Ce qui se passe réellement

Des figurines d’Hitler, il suffit de chercher pour en trouver. En ligne d’abord. Sur les sites de revente entre particuliers surgissent régulièrement des petites statuettes du IIIe Reich. Sur Vinted, par exemple, au détour de la catégorie « jeux et jouets », le général Heinz Guderian, pionnier des blindés allemands, pointe le bout de son nez. Un peu plus loin, le Führer lui-même, debout à l’avant d’une Mercedes kaki, salue une foule invisible.

D’autres annonces se font plus discrètes. Elles ne dévoilent leurs personnages qu’après cinq ou six clichés de la boîte d’origine, photographiée sous tous les angles. Avec un peu de persévérance, des porte-drapeaux finissent par apparaître à l’écran, la croix gammée sur l’étendard dissimulée derrière un morceau de papier froissé. L’algorithme absorbe le tout sans distinction. Et collectionneurs, férus d’histoire ou acheteurs aux motivations troubles peuvent se croiser sans jamais se voir. Seul un nom les réunit : King & Country, leader mondial des figurines militaires peintes à la main.

Pourquoi cela dérange

Dans une boutique spécialisée du 17e arrondissement de Paris, pas de croix gammée en vitrine, pas d’Hitler saluant au balcon, seulement des poilus, des paras britanniques. Les chefs nazis, eux, se consultent sur catalogue. « Tout est disponible à la commande », glisse la vendeuse. Pour éviter de nous voir repartir les mains vides, elle propose une figurine d’Erwin Rommel, général du IIIe Reich. « Mais Rommel, ça va… », insiste-t-elle face à notre embarras – il y aurait des nazis plus fréquentables que d’autres.

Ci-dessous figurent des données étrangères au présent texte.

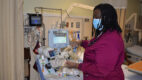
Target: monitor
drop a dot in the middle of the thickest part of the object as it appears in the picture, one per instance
(58, 38)
(35, 19)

Ce que cela implique concrètement

King & Country ne se limite pas aux champs de bataille. La marque reconstitue aussi des scènes de vie à l’arrière. La résidence secondaire d’Hitler dans les Alpes bavaroises, le Berghof, a ainsi été reproduite dans ses moindres détails. Un peu d’imagination et quelques centaines de dollars suffisent pour recréer les vacances d’Adolf et ses amis à la montagne.

Lecture satirique

Andy Neilson, cofondateur de King & Country, justifie son entreprise en affirmant que « notre business c’est l’histoire : le bon, le mauvais et l’abominable ». Mais quand on lui demande si ses clients glorifient le IIIe Reich, il assure n’avoir jamais rencontré de tels individus. Une joyeuse bande de passionnés, dit-il. Pourtant, il ne peut s’empêcher de vanter les avantages marketing de la croix gammée : « Prenez une couverture de livre, si vous mettez une croix gammée, ça fera vendre ! »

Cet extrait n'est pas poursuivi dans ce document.